- Born: 1909 Knoxville, Tennessee, US
- Education: University of Tennessee; Art Students League (New York); Traphagen School of Art (New York)
- Occupation: designer of children clothes
- Awards: Coty Award in 1953 Neiman-Marcus Award in 1958 Ethel Traphagen Award in 1970

= Helen Lee (fashion designer) =

American children's fashion designer

Helen Lee Caldwell (1909 – March 13, 1991) was an American fashion designer of children's clothes. She founded her own label, Designs by Helen Lee Inc., in 1955.

== Biography ==
She was born in Knoxville, Tennessee, in 1909. She studied at University of Tennessee before moving to New York City and studying at the Art Students League of New York and at the Traphagen School of Fashion (class of 1926, Costume Design).

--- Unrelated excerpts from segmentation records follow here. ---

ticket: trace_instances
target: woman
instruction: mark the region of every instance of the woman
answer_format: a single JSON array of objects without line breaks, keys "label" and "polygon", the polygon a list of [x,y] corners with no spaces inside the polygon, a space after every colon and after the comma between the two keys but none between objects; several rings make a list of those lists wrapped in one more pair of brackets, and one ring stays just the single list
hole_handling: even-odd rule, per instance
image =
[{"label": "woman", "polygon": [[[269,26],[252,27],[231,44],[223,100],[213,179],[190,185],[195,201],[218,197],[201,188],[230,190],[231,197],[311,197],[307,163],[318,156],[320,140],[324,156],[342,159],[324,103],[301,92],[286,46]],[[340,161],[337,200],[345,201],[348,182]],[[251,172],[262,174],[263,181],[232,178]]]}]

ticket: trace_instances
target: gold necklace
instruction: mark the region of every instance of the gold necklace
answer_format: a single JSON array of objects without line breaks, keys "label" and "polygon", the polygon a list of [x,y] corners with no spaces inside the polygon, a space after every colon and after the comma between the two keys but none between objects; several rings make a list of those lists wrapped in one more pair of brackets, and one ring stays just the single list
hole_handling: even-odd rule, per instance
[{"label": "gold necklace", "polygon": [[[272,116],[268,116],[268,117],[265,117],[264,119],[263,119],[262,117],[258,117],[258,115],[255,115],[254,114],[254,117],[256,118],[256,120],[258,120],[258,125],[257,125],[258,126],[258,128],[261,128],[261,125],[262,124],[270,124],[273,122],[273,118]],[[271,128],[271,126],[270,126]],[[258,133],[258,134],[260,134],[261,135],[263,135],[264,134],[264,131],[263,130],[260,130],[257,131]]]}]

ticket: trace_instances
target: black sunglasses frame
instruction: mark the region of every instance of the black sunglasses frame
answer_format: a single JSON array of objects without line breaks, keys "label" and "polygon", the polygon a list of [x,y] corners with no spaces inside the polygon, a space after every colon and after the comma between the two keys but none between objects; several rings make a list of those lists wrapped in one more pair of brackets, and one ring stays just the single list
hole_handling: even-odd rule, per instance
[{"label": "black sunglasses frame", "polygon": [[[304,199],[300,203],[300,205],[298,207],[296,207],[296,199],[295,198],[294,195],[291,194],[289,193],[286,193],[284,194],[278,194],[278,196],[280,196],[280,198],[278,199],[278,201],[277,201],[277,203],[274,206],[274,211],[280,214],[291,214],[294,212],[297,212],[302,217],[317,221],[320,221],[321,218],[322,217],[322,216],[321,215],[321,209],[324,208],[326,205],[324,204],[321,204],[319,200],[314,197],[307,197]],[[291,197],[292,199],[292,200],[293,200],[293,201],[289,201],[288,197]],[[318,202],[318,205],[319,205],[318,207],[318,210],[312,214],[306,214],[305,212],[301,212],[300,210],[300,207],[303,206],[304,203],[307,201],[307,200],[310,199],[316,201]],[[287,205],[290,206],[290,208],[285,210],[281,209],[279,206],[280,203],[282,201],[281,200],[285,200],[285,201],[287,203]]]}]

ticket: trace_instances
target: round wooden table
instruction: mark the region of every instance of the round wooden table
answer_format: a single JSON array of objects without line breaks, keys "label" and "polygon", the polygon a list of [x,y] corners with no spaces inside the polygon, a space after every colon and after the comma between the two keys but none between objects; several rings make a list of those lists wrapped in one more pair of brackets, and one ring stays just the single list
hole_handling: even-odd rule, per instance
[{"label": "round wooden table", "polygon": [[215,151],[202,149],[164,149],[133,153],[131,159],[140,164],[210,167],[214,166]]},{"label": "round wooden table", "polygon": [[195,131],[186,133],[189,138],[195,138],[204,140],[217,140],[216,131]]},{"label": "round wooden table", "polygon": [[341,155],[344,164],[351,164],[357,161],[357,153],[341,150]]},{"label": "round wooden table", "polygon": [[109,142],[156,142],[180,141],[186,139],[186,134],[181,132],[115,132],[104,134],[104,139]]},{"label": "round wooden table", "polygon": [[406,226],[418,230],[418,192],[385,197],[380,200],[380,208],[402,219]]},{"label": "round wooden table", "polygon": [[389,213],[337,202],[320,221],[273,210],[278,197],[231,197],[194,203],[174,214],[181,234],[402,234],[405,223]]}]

She worked as a fashion designer for Youngland Inc., Sears, Roebuck & Company, Saks Fifth Avenue, Alyssa and her own company, Designs by Helen Lee Inc., creating clothes for boys and girls.

She won the main fashion prizes: in 1953 she won the Coty Award for her “significant influences in the development of good taste and charm in children’s fashion” and she received the Neiman Marcus Fashion Award in 1958. She was also the winner of the Etherl Traphagen Award in 1970. She created many patterns for McCall's.

She retired in the late 1970s. She died on March 13, 1991, in Knoxville, Tennessee.